``High Performance Computational Tools for Motif Discovery''
N. E. Baldwin,
R. L. Collins,
M. A. Langston,
M. R. Leuze,
C. T. Symons, and
B. H. Voy
Abstract
The research described in this paper highlights a fruitful interplay
between biology and computation. The sequencing of complete genomes
from multiple organisms has revealed that most differences in organism
complexity are due to elements of gene regulation that reside in the
non protein coding portions of genes. Both within and between species,
transcription factor binding sites and the proteins that recognize
them govern the activity of cellular pathways that mediate adaptive
responses and survival. Experimental identification of these regulatory
elements is by nature a slow process.

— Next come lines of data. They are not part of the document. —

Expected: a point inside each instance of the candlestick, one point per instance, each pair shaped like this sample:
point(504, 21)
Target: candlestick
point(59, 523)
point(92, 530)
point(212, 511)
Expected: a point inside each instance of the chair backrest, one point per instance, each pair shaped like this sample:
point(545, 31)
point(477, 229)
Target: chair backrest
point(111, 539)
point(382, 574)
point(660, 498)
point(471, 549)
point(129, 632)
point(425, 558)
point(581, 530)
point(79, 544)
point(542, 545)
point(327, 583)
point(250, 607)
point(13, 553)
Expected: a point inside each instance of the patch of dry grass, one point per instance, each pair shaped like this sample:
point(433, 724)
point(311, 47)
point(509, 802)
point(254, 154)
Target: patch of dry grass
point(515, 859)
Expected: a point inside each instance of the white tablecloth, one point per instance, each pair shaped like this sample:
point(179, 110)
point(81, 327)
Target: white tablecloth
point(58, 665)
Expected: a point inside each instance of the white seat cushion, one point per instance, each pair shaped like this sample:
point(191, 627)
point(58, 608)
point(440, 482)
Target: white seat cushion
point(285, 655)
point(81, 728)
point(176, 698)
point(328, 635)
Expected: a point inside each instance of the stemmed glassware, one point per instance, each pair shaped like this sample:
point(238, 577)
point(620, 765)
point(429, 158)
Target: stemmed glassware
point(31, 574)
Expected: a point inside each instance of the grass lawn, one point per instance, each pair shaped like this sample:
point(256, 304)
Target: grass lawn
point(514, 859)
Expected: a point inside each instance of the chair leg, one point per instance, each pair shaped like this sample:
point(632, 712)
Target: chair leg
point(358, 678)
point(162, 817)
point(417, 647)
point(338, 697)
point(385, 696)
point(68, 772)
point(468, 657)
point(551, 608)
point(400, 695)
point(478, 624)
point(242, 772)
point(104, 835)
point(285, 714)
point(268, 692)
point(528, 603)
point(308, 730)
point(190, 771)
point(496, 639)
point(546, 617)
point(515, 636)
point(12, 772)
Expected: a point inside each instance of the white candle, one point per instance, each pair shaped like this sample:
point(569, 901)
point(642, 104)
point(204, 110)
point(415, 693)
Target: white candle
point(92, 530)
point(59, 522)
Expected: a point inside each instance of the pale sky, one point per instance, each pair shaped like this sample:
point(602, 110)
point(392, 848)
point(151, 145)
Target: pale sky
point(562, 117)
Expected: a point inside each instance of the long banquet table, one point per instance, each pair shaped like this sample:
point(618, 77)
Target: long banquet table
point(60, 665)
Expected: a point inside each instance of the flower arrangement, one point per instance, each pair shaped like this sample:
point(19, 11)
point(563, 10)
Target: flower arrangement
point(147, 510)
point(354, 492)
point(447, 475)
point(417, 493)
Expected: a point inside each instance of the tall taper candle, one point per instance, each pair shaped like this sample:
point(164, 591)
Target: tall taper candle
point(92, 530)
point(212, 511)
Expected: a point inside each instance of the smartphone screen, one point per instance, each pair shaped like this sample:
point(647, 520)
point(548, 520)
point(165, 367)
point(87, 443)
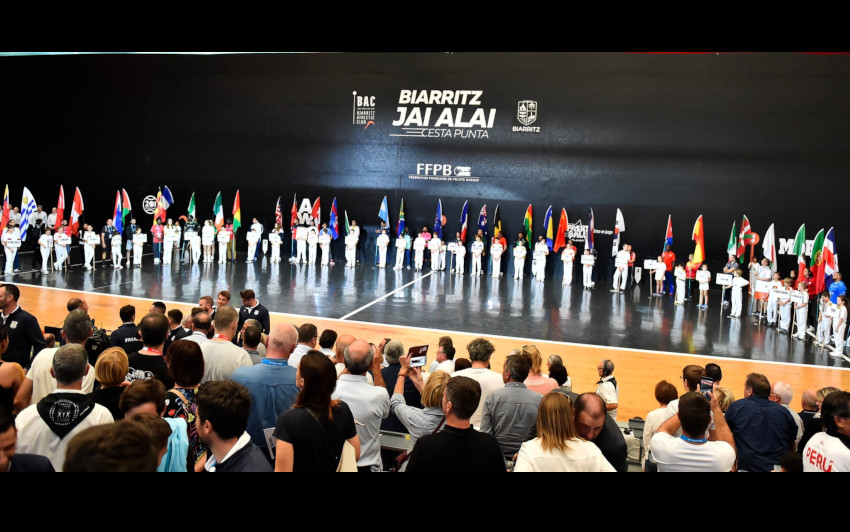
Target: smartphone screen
point(418, 356)
point(706, 385)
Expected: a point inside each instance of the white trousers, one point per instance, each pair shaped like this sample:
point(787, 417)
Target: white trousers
point(476, 265)
point(588, 276)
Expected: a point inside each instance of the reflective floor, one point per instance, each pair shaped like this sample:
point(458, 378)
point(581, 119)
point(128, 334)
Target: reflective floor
point(440, 300)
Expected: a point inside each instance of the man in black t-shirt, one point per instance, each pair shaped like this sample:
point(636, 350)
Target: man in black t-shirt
point(458, 447)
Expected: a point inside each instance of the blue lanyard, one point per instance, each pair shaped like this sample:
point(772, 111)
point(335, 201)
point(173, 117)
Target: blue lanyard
point(273, 362)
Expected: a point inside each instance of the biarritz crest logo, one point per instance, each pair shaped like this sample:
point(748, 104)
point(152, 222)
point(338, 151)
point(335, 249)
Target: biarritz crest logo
point(526, 115)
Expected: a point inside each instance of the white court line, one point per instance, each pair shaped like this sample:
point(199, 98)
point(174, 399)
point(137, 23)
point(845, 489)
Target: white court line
point(386, 295)
point(472, 333)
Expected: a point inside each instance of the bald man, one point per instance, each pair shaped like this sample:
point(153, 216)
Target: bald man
point(271, 383)
point(369, 404)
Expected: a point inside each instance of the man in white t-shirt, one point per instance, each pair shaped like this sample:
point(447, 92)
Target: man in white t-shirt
point(829, 451)
point(607, 387)
point(39, 382)
point(480, 351)
point(47, 427)
point(692, 451)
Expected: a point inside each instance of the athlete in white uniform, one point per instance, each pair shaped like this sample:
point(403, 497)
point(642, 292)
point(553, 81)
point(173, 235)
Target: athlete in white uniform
point(400, 245)
point(540, 252)
point(350, 250)
point(312, 244)
point(208, 235)
point(621, 275)
point(568, 257)
point(419, 245)
point(383, 242)
point(496, 250)
point(301, 244)
point(115, 243)
point(45, 244)
point(89, 236)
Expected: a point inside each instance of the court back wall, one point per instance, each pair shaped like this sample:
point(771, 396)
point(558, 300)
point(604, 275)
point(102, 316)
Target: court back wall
point(762, 134)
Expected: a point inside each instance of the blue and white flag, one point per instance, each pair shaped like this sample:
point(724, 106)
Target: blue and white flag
point(28, 207)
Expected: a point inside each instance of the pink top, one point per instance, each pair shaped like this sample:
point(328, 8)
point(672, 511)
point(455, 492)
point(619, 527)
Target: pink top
point(541, 384)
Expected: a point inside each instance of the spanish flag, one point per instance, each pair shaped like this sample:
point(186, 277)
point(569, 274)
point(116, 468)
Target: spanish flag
point(699, 237)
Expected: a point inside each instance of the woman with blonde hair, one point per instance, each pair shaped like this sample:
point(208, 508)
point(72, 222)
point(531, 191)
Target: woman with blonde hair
point(110, 371)
point(557, 447)
point(535, 381)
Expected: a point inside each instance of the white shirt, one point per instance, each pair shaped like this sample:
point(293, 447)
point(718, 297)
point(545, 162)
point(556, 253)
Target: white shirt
point(221, 358)
point(369, 405)
point(35, 437)
point(609, 393)
point(43, 384)
point(580, 456)
point(823, 453)
point(674, 454)
point(490, 381)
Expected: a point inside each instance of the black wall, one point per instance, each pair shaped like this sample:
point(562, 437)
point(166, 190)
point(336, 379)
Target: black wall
point(763, 134)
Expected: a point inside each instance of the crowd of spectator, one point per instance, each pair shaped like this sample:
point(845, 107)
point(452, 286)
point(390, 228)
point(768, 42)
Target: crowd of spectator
point(221, 390)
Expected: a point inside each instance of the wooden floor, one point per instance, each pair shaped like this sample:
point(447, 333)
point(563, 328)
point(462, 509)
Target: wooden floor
point(637, 372)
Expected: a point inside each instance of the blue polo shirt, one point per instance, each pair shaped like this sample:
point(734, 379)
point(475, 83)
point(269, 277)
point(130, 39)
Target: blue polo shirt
point(271, 384)
point(764, 431)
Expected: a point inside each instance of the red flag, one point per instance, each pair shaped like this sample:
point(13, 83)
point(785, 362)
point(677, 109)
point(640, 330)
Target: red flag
point(561, 240)
point(76, 212)
point(60, 209)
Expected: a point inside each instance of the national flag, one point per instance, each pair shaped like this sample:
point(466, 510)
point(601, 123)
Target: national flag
point(732, 246)
point(317, 211)
point(668, 236)
point(60, 209)
point(191, 210)
point(4, 219)
point(464, 219)
point(76, 212)
point(126, 208)
point(563, 224)
point(278, 213)
point(384, 212)
point(334, 221)
point(619, 227)
point(816, 266)
point(482, 221)
point(830, 257)
point(237, 213)
point(745, 237)
point(116, 213)
point(527, 225)
point(698, 236)
point(800, 250)
point(769, 247)
point(550, 231)
point(293, 220)
point(28, 207)
point(218, 212)
point(438, 220)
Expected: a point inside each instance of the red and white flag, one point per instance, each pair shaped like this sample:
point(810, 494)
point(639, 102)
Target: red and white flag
point(76, 212)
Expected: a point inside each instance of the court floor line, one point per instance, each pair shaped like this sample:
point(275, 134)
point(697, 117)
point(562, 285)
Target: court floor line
point(473, 333)
point(383, 297)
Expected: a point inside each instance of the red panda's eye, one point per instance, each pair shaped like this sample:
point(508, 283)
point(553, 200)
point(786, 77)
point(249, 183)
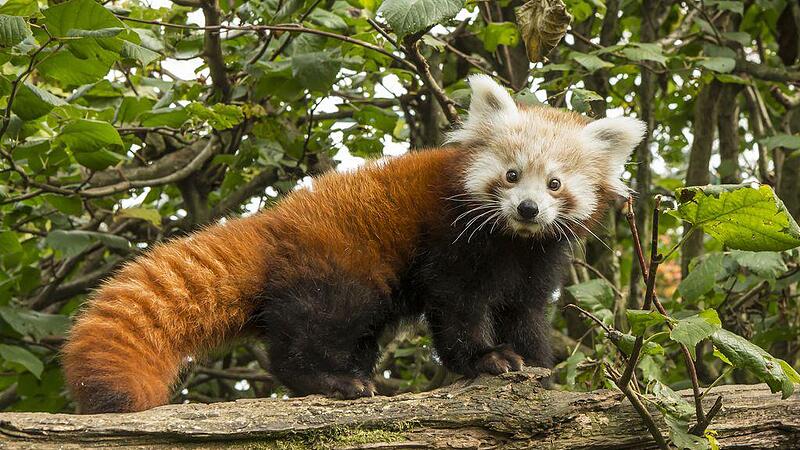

The availability of complete
genomic sequences, however, opens the door for computational methods to
predict binding sites and expedite our understanding of gene regulation
at a genomic level. Just as with traditional experimental approaches,
the computational identification of the molecular factors that control
a gene's expression level has been problematic. As a case in point,
the identification of putative motifs, which is the subject of this
paper, is a challenging combinatorial task. For it, powerful new motif
finding algorithms and high performance implementations are described.
Heavy use is made of graph algorithms, some of which are exceedingly
computationally intensive and involve the use of emergent mathematical
methods. An approach to fully dynamic load balancing is developed in
order to make effective use of highly parallel platforms.